The wedding date is quickly approaching.
July 26, people!!! Double eep!!!
This means that full stress mode is officially kicking in.
For a perfectionist, planning an event that has so many opportunities for problems is very stressful!
Not to mention, the financial aspect of it is an anxiety killer. I’ll be lucky if I pay my vendors in full.
Everything tripled its value because it’s a wedding. The church even takes advantage charging $710!
People keeping asking me if I’m nervous for the big day, and I always say “YES!!!”
You and I know that I’m not nervous because of saying I do, but others don’t know that.
Everyone always assumes that I’m afraid to get married and to exchange vows.
Their assumption is confirmed when they respond with “Why? You’re practically married anyway.”
Whenever I hear this statement, I get really angry! You can’t be practically married. You just can’t!
I understand that my man and I have been living together for the past three years.
I understand that we clearly aren’t virgins and that we’ve been raising a child together.
I understand that we combined our finances and that both our names are on our lease.
So, we moved a little quickly.

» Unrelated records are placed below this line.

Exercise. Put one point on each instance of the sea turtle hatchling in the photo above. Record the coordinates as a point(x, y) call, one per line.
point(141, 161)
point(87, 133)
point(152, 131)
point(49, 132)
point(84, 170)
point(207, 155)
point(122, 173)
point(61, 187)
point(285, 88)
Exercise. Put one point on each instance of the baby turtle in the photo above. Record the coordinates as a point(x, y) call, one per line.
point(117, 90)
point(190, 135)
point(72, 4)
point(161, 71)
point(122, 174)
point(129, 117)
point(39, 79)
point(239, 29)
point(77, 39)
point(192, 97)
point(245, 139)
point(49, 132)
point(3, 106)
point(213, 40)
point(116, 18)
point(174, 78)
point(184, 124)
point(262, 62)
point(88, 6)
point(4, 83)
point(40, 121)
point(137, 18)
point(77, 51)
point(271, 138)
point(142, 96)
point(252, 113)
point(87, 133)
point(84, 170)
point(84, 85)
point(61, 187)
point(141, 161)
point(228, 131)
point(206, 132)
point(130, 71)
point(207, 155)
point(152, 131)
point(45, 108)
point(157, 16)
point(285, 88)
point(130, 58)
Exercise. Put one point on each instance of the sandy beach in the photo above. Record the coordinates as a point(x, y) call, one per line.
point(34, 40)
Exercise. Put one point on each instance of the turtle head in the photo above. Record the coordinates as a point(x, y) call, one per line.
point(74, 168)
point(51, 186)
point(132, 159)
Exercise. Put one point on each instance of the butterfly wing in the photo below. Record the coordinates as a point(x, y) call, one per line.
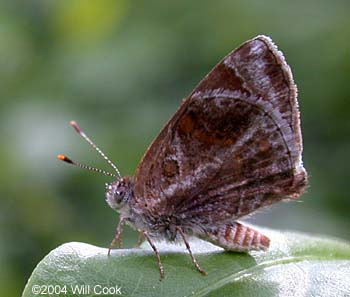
point(233, 146)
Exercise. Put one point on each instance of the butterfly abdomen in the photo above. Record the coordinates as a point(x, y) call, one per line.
point(237, 237)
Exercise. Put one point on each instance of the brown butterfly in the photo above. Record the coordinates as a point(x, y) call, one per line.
point(233, 146)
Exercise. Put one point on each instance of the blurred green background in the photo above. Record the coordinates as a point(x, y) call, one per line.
point(120, 68)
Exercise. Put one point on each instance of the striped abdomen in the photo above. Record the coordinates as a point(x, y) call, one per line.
point(237, 237)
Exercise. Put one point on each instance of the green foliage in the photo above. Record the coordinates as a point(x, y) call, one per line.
point(295, 265)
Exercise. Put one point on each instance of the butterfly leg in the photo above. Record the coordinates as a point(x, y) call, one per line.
point(118, 236)
point(140, 240)
point(237, 237)
point(155, 250)
point(194, 261)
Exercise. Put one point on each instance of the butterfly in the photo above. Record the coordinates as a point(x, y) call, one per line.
point(234, 146)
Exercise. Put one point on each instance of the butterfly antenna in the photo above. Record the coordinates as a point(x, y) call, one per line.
point(82, 134)
point(90, 168)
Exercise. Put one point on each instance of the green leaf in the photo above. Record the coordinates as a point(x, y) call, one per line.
point(295, 265)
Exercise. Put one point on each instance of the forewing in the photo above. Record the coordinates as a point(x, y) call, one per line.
point(233, 146)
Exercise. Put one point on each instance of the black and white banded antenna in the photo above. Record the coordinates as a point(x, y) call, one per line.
point(90, 168)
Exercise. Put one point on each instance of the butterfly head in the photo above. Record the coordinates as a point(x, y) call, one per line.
point(119, 192)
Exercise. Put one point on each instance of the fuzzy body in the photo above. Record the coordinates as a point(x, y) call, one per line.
point(233, 146)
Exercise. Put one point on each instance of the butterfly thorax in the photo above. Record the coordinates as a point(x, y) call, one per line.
point(120, 197)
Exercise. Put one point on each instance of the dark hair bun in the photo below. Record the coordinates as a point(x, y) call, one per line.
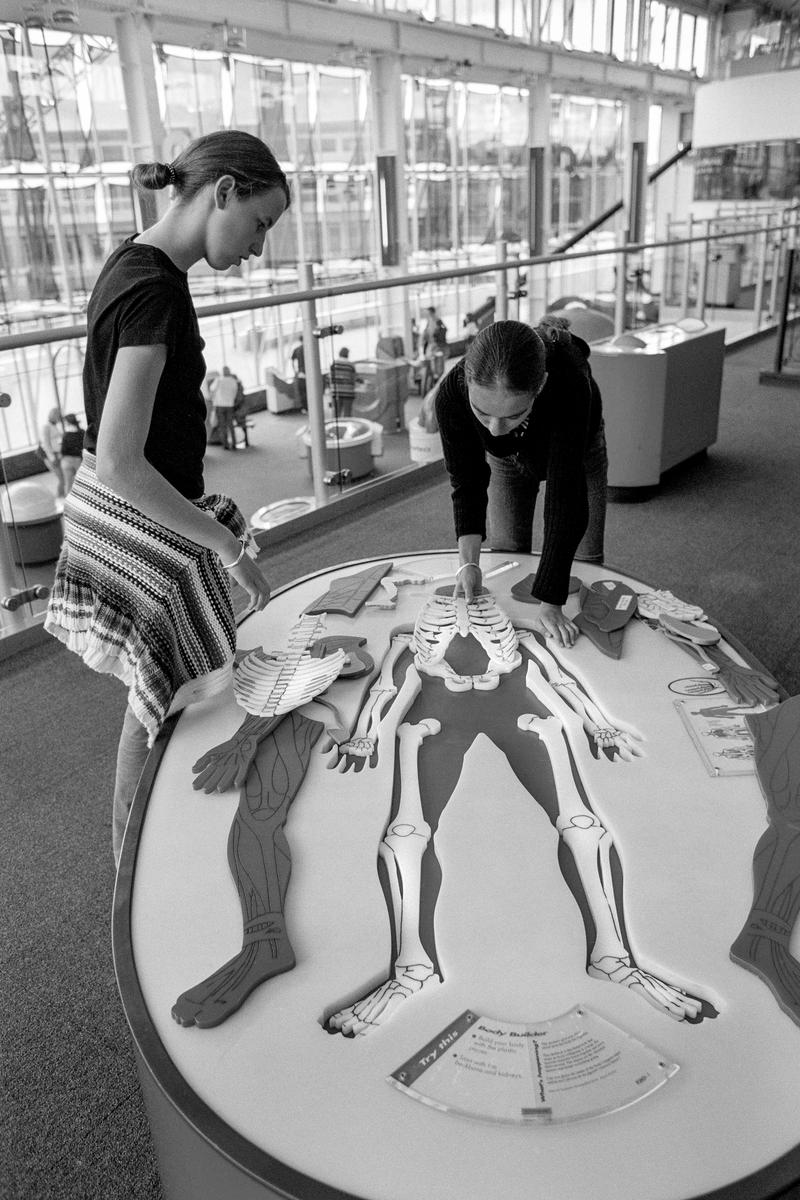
point(151, 175)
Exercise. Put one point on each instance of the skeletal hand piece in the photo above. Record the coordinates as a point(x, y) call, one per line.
point(227, 765)
point(624, 743)
point(653, 605)
point(356, 754)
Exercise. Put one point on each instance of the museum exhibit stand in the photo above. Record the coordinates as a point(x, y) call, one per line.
point(423, 905)
point(661, 388)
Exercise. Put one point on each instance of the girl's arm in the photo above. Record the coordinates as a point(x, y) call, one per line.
point(122, 466)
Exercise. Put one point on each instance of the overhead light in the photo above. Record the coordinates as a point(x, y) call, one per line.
point(234, 37)
point(64, 13)
point(34, 13)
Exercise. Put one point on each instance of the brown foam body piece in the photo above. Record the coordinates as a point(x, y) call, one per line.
point(522, 591)
point(606, 609)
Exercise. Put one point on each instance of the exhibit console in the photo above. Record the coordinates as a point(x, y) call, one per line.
point(421, 867)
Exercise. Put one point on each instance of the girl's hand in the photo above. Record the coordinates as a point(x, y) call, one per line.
point(468, 581)
point(253, 581)
point(554, 623)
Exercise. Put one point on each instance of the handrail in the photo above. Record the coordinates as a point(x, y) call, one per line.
point(72, 333)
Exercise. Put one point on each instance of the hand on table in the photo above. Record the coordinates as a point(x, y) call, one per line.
point(553, 622)
point(468, 581)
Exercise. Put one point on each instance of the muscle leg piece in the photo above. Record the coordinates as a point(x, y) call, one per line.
point(763, 945)
point(590, 845)
point(260, 863)
point(404, 844)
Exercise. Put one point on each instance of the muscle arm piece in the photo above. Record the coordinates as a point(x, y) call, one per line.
point(380, 713)
point(227, 765)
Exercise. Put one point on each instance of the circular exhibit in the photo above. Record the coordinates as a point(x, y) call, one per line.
point(427, 906)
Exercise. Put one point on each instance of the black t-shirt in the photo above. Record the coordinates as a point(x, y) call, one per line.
point(140, 298)
point(72, 443)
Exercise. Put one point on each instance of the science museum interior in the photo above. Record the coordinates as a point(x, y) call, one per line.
point(420, 1007)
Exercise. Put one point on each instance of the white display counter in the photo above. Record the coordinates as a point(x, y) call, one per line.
point(661, 400)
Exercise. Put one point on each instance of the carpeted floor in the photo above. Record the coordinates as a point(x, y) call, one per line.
point(721, 532)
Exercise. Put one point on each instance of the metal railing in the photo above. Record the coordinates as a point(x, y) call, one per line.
point(771, 237)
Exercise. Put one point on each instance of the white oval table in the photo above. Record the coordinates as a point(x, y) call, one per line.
point(270, 1104)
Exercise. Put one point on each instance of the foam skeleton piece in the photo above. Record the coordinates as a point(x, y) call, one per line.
point(590, 844)
point(402, 849)
point(605, 732)
point(408, 839)
point(443, 618)
point(361, 748)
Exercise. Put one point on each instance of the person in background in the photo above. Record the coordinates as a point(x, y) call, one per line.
point(50, 435)
point(71, 450)
point(224, 390)
point(143, 585)
point(299, 365)
point(205, 390)
point(240, 411)
point(434, 349)
point(522, 408)
point(342, 384)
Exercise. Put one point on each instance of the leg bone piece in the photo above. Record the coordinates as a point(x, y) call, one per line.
point(402, 849)
point(590, 844)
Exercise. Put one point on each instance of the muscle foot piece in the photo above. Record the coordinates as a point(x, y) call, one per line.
point(379, 1006)
point(262, 958)
point(763, 947)
point(665, 996)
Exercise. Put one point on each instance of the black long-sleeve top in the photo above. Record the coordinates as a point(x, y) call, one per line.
point(552, 443)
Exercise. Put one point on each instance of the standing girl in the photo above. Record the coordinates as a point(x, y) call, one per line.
point(142, 587)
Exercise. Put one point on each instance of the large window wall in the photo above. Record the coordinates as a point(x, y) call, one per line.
point(669, 36)
point(66, 196)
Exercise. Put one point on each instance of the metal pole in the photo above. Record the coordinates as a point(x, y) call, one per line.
point(776, 276)
point(785, 312)
point(703, 279)
point(758, 304)
point(49, 185)
point(8, 575)
point(687, 271)
point(619, 294)
point(500, 283)
point(313, 387)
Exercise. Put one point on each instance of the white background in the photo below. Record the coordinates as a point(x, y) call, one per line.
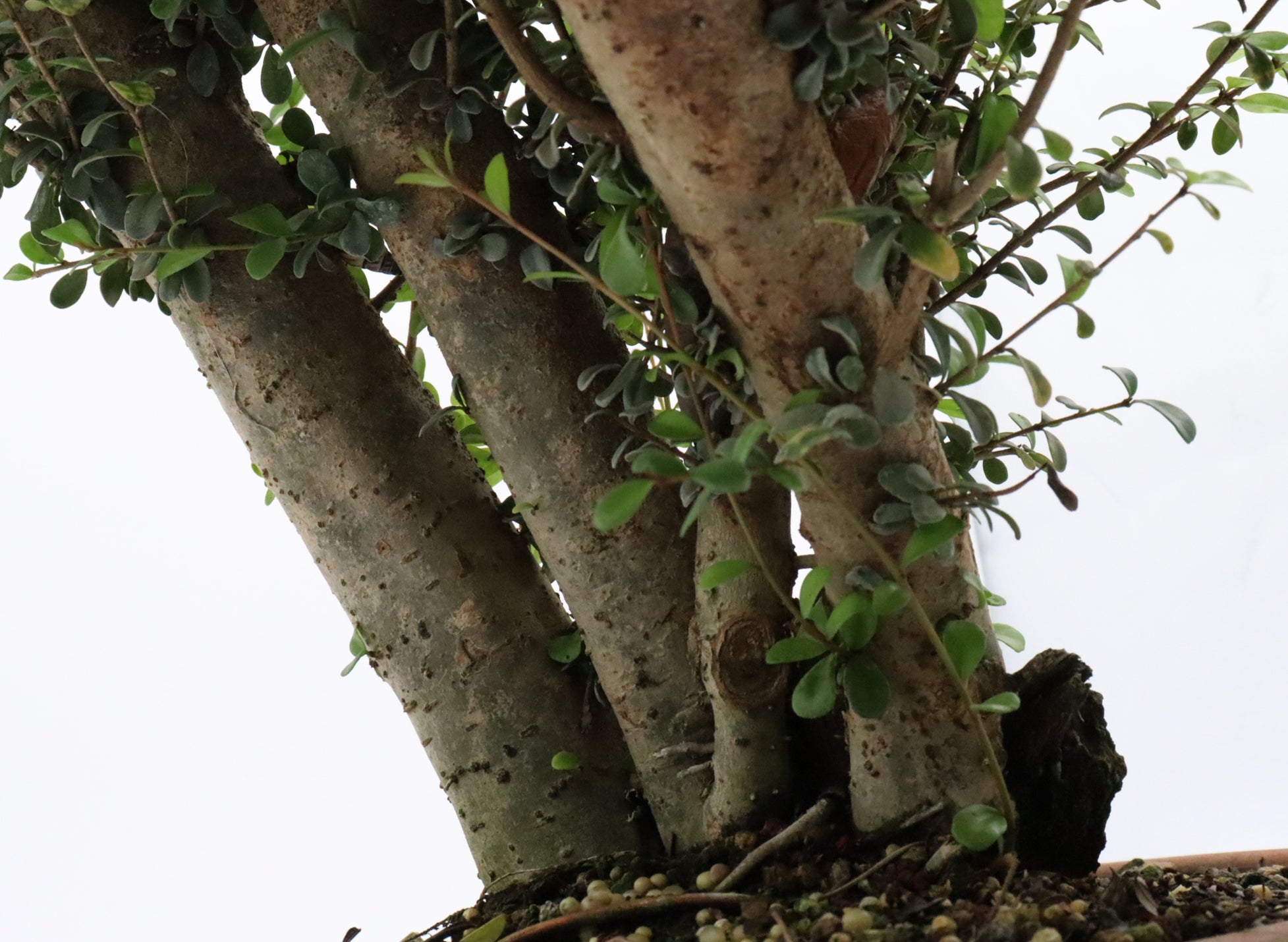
point(182, 758)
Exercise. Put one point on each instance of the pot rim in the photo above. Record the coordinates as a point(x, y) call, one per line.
point(1235, 860)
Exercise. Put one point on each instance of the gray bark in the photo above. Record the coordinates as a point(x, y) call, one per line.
point(744, 171)
point(401, 524)
point(519, 351)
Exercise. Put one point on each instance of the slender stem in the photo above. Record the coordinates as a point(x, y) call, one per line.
point(1156, 132)
point(121, 252)
point(44, 70)
point(898, 574)
point(968, 497)
point(596, 117)
point(984, 179)
point(1068, 293)
point(987, 447)
point(129, 109)
point(816, 815)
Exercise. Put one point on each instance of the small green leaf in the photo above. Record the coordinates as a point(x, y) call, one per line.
point(177, 260)
point(496, 183)
point(1181, 422)
point(930, 250)
point(871, 260)
point(1058, 146)
point(423, 179)
point(978, 826)
point(675, 426)
point(853, 620)
point(69, 289)
point(723, 476)
point(620, 504)
point(889, 598)
point(965, 644)
point(800, 648)
point(491, 931)
point(1038, 383)
point(69, 8)
point(1009, 636)
point(71, 233)
point(816, 694)
point(929, 536)
point(893, 400)
point(1265, 103)
point(720, 572)
point(136, 92)
point(35, 252)
point(267, 219)
point(566, 648)
point(264, 257)
point(1023, 169)
point(990, 18)
point(997, 117)
point(1086, 326)
point(1126, 377)
point(1000, 703)
point(810, 588)
point(866, 686)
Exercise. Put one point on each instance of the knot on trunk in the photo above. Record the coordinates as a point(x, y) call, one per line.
point(739, 667)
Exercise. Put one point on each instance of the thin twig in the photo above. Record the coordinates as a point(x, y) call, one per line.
point(889, 858)
point(388, 293)
point(44, 70)
point(897, 572)
point(1067, 294)
point(596, 117)
point(785, 838)
point(129, 109)
point(988, 447)
point(627, 912)
point(557, 20)
point(777, 912)
point(973, 191)
point(1156, 132)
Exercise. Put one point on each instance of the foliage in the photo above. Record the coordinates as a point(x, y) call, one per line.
point(966, 163)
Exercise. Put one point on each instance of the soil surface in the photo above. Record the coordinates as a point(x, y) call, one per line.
point(827, 891)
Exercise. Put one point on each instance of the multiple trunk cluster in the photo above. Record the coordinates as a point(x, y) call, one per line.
point(455, 613)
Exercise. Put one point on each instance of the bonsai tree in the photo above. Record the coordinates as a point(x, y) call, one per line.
point(688, 263)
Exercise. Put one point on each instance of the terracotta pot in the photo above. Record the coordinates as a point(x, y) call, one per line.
point(1235, 860)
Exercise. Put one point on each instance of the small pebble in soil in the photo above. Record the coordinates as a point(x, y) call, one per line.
point(856, 920)
point(942, 926)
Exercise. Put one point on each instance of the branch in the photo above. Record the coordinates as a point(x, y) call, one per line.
point(987, 447)
point(596, 117)
point(1068, 293)
point(986, 178)
point(1157, 129)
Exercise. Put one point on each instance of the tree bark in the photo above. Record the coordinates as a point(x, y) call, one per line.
point(519, 351)
point(744, 169)
point(392, 508)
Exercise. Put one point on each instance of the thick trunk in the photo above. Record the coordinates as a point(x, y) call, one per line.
point(751, 775)
point(392, 508)
point(519, 351)
point(744, 169)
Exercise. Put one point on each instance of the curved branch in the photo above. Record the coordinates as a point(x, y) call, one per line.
point(596, 117)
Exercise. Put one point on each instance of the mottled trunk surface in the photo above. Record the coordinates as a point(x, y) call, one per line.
point(392, 508)
point(519, 351)
point(744, 171)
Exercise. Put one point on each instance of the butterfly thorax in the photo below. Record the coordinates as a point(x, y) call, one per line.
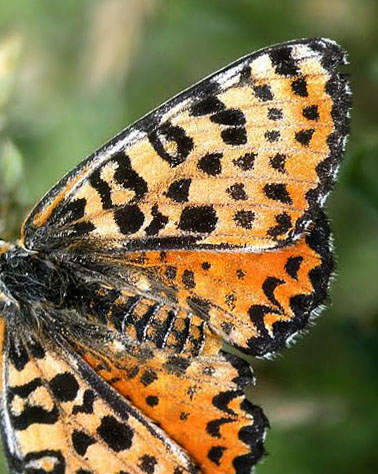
point(26, 278)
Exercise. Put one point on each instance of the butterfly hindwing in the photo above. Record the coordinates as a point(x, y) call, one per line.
point(200, 223)
point(239, 160)
point(59, 417)
point(199, 402)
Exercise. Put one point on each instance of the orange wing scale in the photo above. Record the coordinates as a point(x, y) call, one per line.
point(199, 403)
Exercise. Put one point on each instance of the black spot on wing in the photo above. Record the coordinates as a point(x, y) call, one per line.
point(263, 93)
point(81, 442)
point(188, 279)
point(118, 436)
point(283, 61)
point(230, 117)
point(304, 136)
point(207, 106)
point(277, 162)
point(272, 136)
point(201, 219)
point(149, 376)
point(171, 272)
point(211, 164)
point(30, 413)
point(129, 219)
point(277, 192)
point(87, 405)
point(244, 219)
point(152, 400)
point(159, 221)
point(103, 189)
point(299, 87)
point(234, 136)
point(292, 266)
point(178, 191)
point(275, 114)
point(311, 112)
point(213, 426)
point(237, 192)
point(127, 177)
point(64, 387)
point(171, 143)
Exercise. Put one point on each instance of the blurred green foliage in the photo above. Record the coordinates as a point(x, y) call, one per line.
point(89, 68)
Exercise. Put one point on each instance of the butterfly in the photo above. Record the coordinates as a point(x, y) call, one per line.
point(201, 223)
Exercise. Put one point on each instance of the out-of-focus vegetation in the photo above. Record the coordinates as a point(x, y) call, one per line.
point(72, 74)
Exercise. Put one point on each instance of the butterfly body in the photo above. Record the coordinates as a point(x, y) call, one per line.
point(201, 223)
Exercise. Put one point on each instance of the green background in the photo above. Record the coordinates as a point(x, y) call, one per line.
point(81, 71)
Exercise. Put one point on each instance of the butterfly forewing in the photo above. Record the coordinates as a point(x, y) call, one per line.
point(200, 223)
point(238, 161)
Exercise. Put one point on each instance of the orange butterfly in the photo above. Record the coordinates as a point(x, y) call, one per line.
point(200, 223)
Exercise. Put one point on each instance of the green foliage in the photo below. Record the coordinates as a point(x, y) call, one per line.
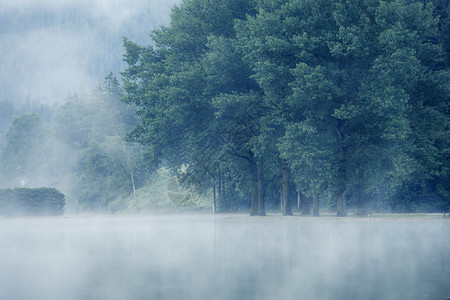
point(31, 202)
point(24, 139)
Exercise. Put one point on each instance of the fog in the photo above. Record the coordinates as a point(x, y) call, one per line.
point(48, 48)
point(223, 257)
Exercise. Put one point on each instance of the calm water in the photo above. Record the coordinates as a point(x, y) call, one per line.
point(223, 257)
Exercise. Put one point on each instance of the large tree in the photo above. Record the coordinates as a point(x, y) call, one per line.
point(344, 75)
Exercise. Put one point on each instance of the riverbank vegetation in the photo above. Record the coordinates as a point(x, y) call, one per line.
point(259, 105)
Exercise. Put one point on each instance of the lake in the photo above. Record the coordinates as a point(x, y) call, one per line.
point(224, 257)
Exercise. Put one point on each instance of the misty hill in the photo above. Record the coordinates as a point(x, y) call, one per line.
point(50, 47)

Things happen and clearly it’s been working out!
Marriage might not be as huge of a change for us as others, but changes are inevitable.
Ten ways your life will change after marrying the person you already live with.
This list is dedicated to the ones that think practically married people’s lives won’t change.
Spiritually and legally we will be making a serious commitment to each other.
While we have been committed to each other the past few years, a marriage solidifies the bond.
In other words, the only way out would be to break our promise to God and to pay lots of money!
The titles boyfriend and girlfriend or domestic partners will be a thing of the past.
After marriage, we will refer to each other and be referred to as husband and wife.
It’s crazy how simple titles can change how you view each other and how other’s view you.
3. Tax Status
We will no longer have to spend hours researching and playing with numbers to figure out our taxes.
It will no longer matter who claims head of household or who claims the baby girl.
Besides, word is after we are wed and file joint returns, we should see a much heftier pay back!
After marriage, people may feel more secure in a relationship and more obligated to work through things.
Feeling secure in a relationship makes trivial things less important and helps people open up.
That means I can totally go to bed with placenta in my hair and cream on my zits without feeling shy.
5. Decision Making
From the day we are wed, every decision we make will directly affect the lives of each other.
Living together means respecting each other’s decisions. Marriage means deciding together.
After marriage, simple stuff like opening an IRA or getting a ticket will be considered OUR problem.
6. Name Change
After 26 years of being called Ms. Jax, I will now be MRS. my man’s last name.
It’s the start of a whole new life to be lived under a whole new name.
I’m having a very hard time accepting this. Changing my name feels like losing my identity.
7. Gain Family Members
Our extended families will now be doubled and filled with in laws.
It’s no longer just my mom and dad that I will worry about it. I’ll gain a second set of parents.
Does this mean that I have to memorize a whole new set of birthdays?? Hello, calendar!
Over the past 3 years we have made countless decisions that affected our individual credit reports.
Our credit decisions may directly affect both of us after we tie the knot.
We plan to get a mortgage after the wedding, so let’s hope we impacted our credit positively!!
It may be 2015, but I still get funny looks when people hear that I have a child and I’m not married.
In the eyes of some people, getting married validates my family and will legitimatize my child.
It’s pathetic to worry about this, but I’m so sick of being judged as an unfortunate circumstance. Ug!!
Planning a future no longer ends at my 401K deduction. We need to make a plan to suit our future.
Life insurance policies, retirement plans, and investments are all things we need to consider.
The type of plans necessary to support a family are endless and sort of trigger my anxiety. Sigh!
What do you think changes after marriage, even for those already sharing an address?